When should I implement the Disptach API?

A LiteRT Dispatch API is necessary when you need to integrate a specific hardware accelerator runtime into the LiteRT framework. It works with the Compiler Plugin to execute the compiled sub-graphs emiited by the compiler plugin.

The dispatch API is a set of vendor implemented functions LiteRT will use to manage a session with an accelerator's runtime. These functions cover device sessions, subgraph execution and buffer movement between the host and device. Implementations of the dispatch API, in conjunction with a compiler plugin, allow LiteRT to fully utilized an accelerator's capabilities for efficient inference.

More detail regarding "when" to implement the dispatch API (and compiler plugin) can be found in the LiteRT Compiler Plugin page.

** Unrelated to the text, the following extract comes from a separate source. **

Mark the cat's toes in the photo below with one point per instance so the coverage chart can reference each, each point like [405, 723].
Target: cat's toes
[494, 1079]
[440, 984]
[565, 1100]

How Does the Dispatch API Work?

Dispatch API is used by CompiledModel using the NpuAccelerator. This internally creates a DispatchDelegate and it is this DispatchDelegate that uses the Dispatch API to engage the NPU embedded in the running hardware.

Dispatch API Data Types

In the Dispatch API, the following data types are used to execute a model on NPUs.

  • DispatchDeviceContext

    It is used to manage buffers to used by NPU inference.

  • DispatchInvocationContext

    This is the data structure used to execute the model. It works by associating the actual input and output memory registered in DispatchDeviceContext with the generated DispatchGraph.

Dispatch APIs

For the full definition of the Dispatch API, please refer to the vendors/c/litert_dispatch.h file.